# How long does an Aquarium last?



## roacan

Hello,

How many years does an aquarium last? I am considering buying another aquarium. One is 125 gal (6'X2'X18") and 8 years old and the other is 120 gal (5'X18.25"x26") and about 2 years old.


----------



## choylifutsoccer

It really depends on the manufacturer. I have an aquarium from my uncle (he bought it like 30 years ago) and there's only some slight leaks. He used the aquarium for several years too.


----------



## Junglebetti

yikes, I don't know the 'life span' of an aquarium, but my instinct would be to sacrifice 5 gallons of space for the more recently constructed aquarium.
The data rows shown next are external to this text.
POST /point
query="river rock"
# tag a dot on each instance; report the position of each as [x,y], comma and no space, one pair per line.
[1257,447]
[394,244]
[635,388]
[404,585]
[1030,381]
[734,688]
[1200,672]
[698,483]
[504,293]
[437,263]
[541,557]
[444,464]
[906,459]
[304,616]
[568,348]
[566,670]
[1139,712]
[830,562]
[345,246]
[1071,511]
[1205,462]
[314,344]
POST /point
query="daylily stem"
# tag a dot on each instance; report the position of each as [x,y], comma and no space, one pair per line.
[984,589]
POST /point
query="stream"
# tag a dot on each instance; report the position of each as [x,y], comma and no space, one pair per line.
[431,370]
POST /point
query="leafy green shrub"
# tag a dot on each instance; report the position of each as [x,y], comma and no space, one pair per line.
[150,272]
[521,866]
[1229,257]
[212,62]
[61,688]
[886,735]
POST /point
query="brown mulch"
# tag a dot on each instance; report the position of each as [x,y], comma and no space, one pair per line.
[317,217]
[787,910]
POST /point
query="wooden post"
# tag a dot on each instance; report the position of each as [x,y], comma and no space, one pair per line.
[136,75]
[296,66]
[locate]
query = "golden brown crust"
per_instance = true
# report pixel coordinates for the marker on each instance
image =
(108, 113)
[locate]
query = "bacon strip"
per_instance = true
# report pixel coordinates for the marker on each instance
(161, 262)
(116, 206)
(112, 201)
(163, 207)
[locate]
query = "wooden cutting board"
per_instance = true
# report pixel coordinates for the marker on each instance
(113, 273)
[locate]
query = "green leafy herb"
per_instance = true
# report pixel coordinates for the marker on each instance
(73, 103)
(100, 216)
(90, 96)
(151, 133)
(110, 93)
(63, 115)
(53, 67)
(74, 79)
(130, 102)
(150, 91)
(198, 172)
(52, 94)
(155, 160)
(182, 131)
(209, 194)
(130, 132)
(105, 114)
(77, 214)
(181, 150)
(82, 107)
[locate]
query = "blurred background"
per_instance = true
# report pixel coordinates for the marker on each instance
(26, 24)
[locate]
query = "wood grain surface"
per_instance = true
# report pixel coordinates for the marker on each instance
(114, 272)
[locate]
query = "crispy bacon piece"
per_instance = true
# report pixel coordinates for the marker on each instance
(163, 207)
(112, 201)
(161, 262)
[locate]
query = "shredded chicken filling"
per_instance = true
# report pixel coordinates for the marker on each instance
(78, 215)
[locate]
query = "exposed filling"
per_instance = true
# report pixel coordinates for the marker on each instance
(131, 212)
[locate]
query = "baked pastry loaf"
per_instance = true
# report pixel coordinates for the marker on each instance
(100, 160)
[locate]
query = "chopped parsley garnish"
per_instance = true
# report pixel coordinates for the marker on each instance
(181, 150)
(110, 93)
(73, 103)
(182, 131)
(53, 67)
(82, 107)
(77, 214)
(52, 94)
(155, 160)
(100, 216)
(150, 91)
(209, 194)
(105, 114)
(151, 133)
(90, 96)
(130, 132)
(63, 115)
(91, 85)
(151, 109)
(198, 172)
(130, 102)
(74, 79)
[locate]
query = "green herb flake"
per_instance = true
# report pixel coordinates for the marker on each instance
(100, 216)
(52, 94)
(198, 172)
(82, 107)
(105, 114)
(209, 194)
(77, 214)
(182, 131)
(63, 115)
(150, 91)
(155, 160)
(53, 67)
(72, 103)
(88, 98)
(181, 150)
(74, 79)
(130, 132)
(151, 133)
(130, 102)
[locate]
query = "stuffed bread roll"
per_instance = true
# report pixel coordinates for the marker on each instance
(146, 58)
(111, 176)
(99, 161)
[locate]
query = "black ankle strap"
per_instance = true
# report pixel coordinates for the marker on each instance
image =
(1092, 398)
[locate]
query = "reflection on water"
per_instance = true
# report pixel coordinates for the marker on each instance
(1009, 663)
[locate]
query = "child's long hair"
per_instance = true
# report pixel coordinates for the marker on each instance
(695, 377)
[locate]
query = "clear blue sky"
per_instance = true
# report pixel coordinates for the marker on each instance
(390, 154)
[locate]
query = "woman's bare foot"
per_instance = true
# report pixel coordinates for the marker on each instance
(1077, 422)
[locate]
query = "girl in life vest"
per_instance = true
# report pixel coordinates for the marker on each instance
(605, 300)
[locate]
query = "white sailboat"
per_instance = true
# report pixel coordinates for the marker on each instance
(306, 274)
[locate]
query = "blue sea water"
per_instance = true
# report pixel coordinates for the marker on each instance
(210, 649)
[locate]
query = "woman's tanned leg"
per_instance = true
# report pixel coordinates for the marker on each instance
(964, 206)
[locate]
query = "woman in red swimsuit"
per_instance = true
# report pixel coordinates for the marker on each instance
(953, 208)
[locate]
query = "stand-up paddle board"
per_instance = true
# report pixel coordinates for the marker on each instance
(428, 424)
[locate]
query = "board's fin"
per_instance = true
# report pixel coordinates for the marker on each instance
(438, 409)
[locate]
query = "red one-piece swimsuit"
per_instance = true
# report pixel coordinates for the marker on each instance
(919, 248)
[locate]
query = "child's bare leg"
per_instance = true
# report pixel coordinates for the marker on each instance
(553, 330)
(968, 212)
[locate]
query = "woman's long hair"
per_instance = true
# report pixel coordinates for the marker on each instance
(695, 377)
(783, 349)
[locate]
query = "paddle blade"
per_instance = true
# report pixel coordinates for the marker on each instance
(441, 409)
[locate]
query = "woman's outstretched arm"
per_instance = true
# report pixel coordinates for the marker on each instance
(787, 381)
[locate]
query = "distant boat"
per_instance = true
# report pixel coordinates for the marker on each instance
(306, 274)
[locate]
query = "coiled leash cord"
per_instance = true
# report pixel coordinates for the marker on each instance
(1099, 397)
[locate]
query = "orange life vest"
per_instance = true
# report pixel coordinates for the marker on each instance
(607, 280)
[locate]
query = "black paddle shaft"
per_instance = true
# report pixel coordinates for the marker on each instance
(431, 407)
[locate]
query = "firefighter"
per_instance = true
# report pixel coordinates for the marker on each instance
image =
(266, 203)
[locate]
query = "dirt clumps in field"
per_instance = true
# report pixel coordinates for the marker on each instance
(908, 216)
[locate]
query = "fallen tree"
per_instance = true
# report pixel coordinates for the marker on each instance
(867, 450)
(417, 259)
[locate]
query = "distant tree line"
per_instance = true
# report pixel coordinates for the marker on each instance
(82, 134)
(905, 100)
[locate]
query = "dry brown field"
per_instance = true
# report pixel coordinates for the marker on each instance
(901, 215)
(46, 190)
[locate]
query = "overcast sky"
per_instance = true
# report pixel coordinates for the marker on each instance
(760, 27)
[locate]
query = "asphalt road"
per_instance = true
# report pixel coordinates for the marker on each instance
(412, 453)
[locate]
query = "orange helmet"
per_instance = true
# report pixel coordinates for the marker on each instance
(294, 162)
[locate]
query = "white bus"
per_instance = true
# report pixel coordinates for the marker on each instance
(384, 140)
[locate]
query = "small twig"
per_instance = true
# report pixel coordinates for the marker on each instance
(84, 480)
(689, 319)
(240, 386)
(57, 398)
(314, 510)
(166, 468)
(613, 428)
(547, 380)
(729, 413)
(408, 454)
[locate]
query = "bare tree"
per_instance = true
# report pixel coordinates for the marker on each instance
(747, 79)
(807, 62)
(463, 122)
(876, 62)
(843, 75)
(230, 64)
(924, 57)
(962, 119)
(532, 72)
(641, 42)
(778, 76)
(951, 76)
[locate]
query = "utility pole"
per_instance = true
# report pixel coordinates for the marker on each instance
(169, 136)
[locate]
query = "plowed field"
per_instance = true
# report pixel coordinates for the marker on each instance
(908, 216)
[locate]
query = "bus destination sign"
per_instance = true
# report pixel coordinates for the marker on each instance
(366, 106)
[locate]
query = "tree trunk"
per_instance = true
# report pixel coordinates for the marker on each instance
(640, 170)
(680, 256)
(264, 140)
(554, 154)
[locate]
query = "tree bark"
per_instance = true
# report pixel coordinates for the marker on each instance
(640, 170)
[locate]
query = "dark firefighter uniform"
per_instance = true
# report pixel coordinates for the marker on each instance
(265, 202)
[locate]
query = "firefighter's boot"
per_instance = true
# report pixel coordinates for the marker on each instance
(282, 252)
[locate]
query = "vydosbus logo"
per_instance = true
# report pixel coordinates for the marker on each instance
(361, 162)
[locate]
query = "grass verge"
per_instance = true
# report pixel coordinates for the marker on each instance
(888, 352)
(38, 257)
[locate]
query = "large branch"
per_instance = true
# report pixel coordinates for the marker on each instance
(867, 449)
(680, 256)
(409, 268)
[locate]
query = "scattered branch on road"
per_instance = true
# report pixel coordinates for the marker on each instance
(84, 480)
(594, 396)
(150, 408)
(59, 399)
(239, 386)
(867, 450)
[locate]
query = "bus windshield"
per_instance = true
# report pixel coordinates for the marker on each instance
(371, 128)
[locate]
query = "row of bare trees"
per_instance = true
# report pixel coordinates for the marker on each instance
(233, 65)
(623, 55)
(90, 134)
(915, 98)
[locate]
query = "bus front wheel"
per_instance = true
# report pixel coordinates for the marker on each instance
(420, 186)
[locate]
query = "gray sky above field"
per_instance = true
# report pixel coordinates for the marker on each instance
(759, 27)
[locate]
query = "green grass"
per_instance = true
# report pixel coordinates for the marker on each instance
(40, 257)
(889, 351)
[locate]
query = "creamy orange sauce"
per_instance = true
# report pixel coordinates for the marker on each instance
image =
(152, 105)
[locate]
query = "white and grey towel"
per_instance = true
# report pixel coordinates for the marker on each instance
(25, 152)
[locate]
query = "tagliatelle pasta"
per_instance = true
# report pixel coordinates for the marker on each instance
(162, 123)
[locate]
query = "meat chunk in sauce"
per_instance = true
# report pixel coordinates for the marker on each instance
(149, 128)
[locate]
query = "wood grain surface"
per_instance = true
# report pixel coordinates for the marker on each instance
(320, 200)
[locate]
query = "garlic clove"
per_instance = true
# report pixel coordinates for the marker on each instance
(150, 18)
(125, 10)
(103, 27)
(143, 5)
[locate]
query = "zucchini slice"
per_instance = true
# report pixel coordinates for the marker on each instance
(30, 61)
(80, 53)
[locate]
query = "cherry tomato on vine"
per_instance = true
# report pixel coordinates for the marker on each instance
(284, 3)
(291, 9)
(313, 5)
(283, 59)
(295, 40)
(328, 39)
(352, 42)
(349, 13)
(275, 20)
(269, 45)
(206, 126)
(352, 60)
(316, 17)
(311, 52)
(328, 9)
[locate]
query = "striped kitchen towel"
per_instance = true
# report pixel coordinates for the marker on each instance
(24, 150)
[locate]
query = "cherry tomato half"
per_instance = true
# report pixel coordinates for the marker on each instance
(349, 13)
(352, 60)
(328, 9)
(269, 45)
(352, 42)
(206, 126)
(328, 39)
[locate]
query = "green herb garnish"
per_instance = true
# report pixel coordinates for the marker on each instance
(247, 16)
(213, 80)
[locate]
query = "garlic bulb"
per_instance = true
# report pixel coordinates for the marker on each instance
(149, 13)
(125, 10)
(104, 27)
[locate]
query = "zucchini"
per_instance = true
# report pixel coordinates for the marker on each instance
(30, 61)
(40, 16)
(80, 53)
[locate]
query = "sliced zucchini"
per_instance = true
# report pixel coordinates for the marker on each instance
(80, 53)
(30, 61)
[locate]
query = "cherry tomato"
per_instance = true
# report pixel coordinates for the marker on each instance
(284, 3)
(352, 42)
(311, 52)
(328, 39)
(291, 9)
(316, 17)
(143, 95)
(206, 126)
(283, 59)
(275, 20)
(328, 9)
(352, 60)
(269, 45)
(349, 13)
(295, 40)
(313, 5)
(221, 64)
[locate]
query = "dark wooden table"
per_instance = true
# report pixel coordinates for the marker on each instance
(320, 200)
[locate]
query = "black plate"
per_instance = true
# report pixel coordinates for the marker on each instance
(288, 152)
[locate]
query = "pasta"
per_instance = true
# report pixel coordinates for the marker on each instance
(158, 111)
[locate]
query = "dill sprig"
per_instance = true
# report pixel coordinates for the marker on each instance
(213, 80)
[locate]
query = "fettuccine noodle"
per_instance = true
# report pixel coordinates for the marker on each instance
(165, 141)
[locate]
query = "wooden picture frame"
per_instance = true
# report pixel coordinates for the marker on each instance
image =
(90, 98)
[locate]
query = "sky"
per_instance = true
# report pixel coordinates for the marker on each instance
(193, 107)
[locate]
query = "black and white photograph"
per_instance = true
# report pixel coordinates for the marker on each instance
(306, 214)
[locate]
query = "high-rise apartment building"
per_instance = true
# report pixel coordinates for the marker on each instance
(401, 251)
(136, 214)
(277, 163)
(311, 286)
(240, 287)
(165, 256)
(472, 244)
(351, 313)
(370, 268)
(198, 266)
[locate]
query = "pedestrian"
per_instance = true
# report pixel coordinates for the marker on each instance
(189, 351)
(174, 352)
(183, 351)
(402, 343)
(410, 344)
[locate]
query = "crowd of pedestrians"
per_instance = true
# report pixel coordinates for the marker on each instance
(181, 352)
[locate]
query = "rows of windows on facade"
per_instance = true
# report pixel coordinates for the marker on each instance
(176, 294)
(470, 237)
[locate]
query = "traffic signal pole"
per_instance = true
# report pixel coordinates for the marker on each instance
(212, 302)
Do you know if they are the same brand? I've had no leaks with any of my own tanks, but have heard some bad reviews of 'top fin' and better reviews of 'marineland' tanks. Good luck!


----------



## eaglesfan3711

Aquariums can last a long time if given a proper stand and if they are not consistently moved. A proper stand provides even support to the entire framework of the tank thus making it last longer. Every time a tank is moved, stress is placed on the silicon joints of the tank. The more they are moved, the more likely the tank's seal may be broken.


----------



## danilykins

I think replacing the seal you can get many more years out of it.


----------



## jrman83

I have a 7yr old 125g that I bought used. No problems.


----------



## roacan

I was looking at these two aquariums

125 Gallon Aquarium w/ accessories - Windsor Region Pet Accessories - Kijiji Windsor Region Canada.
125 gallon aquarium with stand and accessories
Includes two Fluval 403 filters
Currently set up with fresh water fish


120 Gallon Aquarium with Custom stand - Windsor Region Pet Classifieds - Kijiji Windsor Region Canada.
Glass 120 gallon aquarium, comes with a Custom steel stand (painted black), 2 two Aqua clear 110 filters, two lids (glass) and two lights.


A new one from great lakes aquarium 72"X18" with pine stand and glass cover is $528.90
Saltwater Custom Reef Aquariums - GreatLakesAquariums.com

Any suggestions?


----------



## Scuff

I have a Metaframe aquarium that I bought for $5 a few months ago that's 61 years old, and it still holds water. Of course, that was a different time, when things were made to last. Has a slate bottom and everything!


----------



## Price

Junglebetti said:


> yikes, I don't know the 'life span' of an aquarium, but my instinct would be to sacrifice 5 gallons of space for the more recently constructed aquarium. Do you know if they are the same brand? I've had no leaks with any of my own tanks, but have heard some bad reviews of 'top fin' and better reviews of 'marineland' tanks. Good luck!


Top Fin is actually made by marineland, specifically for petsmart so construction will be just as good! 

Just thought id throw that in there





And you could always just buy them and reseal them if you know how, i dont but if you do then you could haha


----------



## beaslbob

roacan said:


> Hello,
> 
> *How many years does an aquarium last*? I am considering buying another aquarium. One is 125 gal (6'X2'X18") and 8 years old and the other is 120 gal (5'X18.25"x26") and about 2 years old.


Decades.


but best to do a leak test. *old dude

my .02


----------



## Kaosu

i got an old 40 gallon for free on CL the people said they have had it for about 5 years..and they got it used....thick glass almost 1/2 inch lol....

my mother has a tank up that we have had for 13+ years now with out re sealing or anything....

so it just depends on the tank...whats been done to it, how it was made....and im thinking when..the newer tanks seem so flimsy .


----------



## jrman83

I tend to be more concerned about how long it sat unfilled.


----------



## Scuff

jrman83 said:


> I tend to be more concerned about how long it sat unfilled.


This is the huge issue. The biggest thing I tell customers to do when they inquire about buying a used aquarium is to make absolutely certain they can see it full of water when they go to pick it up, so they can inspect it carefully for leaks. Even a period of time as small as a month can cause damage to the silicone seals on aquariums, if it's been kept unfilled in a very dry/cold location. The silicone pulls away from the glass, and especially in a large aquarium like what you're talking about, that can cause a leak in no time.

Add to it that rodents can (and do) chew on silicone, and you've got a pretty decent chance that the aquarium doesn't hold water any more. Just make certain you can inspect it while full of water before handing any money over, and you should be fine. Use common sense; ie, avoid chipped corners, cracks, hazed glass, etc.


----------



## beaslbob

Gee I can just see that 3,000 years from now some archaeologist will dig up some rectangular clear box and ponder what it was used for. He may even be amazed it holds water.

*r2


----------



## swampcat874

Scuff said:


> I have a Metaframe aquarium that I bought for $5 a few months ago that's 61 years old, and it still holds water. Of course, that was a different time, when things were made to last. Has a slate bottom and everything!


These tanks lasted forever, this is the type I started with. Stainless steel frame around entire outside and slate bottom. Tank was sealed with a black tar looking material ,not silicon .

Good thing though ,is when tank leaks you can repair with new silicon. The bad part is going through hell with State Farm Ins trying to get your Hardwood floor fixed when it warps from all the water!!!


----------